Mick: [laughing]. Yeah, I mean Ernesto, whom I would see as my most important mentor – he’s a bit ‘non-plussed’ about it really. I don’t mind.

Silvia: I imagine he would be, having read his books.

Mick: I mean, he’s a wonderful man.

Silvia: He tries to de-mystify therapy.

Mick: Yeah and I think a lot of my work in pluralism comes from that and it comes from his work around ‘not knowing’, but when I talk to him about it he’s like “Meh, pluralism-shrularism” [Laughs] He’s kind about it though. He does his own stuff and we can talk about most things.

Silvia: I wish I trained in existentialism, but I am educating myself by reading some of his books and I think it is a very rich approach.

Mick: It is a rich approach.

Silvia: I am so envious as you all seem so fluent in philosophy.

Mick: Well that is a nice thing that you learn about that, but I think practically existential therapy can actually be a limited approach in some ways, I mean I am envious of people who do things like TA and CBT and learn more practical skills.

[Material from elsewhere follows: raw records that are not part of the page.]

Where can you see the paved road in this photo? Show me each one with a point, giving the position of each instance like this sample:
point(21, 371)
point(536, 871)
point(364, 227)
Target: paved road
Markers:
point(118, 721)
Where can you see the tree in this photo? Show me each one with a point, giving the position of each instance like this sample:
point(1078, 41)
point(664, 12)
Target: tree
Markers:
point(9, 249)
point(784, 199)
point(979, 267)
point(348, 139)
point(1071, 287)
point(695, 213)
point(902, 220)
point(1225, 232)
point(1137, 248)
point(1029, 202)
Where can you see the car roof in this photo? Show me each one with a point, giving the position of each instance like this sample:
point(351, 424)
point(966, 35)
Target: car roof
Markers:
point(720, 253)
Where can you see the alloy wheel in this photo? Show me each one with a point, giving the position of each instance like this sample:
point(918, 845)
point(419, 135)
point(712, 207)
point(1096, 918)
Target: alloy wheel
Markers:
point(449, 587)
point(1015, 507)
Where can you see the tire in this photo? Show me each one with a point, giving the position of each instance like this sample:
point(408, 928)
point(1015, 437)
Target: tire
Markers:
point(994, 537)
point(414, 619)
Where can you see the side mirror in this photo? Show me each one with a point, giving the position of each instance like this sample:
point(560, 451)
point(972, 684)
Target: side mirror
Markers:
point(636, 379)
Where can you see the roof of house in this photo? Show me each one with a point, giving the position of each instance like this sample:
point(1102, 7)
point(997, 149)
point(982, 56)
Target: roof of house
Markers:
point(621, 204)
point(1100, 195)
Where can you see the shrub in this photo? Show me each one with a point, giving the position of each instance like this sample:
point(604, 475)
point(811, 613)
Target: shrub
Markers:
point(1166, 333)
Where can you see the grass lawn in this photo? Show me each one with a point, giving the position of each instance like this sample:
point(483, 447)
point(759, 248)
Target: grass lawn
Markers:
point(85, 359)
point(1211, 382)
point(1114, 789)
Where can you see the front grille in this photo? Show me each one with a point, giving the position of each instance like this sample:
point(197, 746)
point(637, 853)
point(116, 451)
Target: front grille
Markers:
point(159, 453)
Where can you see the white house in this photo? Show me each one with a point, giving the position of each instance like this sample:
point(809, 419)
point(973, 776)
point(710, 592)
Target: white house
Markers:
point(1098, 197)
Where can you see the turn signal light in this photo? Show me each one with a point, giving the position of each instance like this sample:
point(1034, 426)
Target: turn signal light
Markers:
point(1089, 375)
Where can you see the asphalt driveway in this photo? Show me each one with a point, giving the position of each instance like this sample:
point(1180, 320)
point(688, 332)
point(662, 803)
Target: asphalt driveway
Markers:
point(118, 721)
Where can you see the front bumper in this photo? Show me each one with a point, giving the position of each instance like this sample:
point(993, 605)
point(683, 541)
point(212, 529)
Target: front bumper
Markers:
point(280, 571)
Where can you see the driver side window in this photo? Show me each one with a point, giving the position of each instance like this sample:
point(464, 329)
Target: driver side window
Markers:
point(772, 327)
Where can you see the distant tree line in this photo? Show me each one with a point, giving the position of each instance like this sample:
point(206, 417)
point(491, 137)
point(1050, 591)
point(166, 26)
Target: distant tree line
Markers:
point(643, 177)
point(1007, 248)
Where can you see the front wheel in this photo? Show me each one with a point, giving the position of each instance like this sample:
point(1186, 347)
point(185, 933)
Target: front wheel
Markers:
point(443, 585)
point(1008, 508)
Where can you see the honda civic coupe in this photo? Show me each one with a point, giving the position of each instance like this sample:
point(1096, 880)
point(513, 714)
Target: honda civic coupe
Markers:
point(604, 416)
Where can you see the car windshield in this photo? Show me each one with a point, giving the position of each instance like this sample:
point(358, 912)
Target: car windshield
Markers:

Because I think that (in) a lot of my training you could talk about Heidegger and, yes, that was an amazing experience, but nobody at the time taught us how to do that with a client.

Silvia: You had to figure that out for yourself. It takes longer but perhaps…

Mick: I’m not sure you figure much at all… I think if you did a research study testing that [laughs]-

Silvia: I think there is a lot of value in looking at what is actually occurring in the therapy room.

Mick: We’ve done research now around what actually happens in existential therapy and most of it is very person-centred.

Silvia: I bet that if you placed a recorder in each of our counselling rooms, you’d find that we make very similar interventions.

Mick: I think there is a lot in that. Some research show that therapies like CBT and psychoanalytic therapy are different but I think there is a lot of similarity.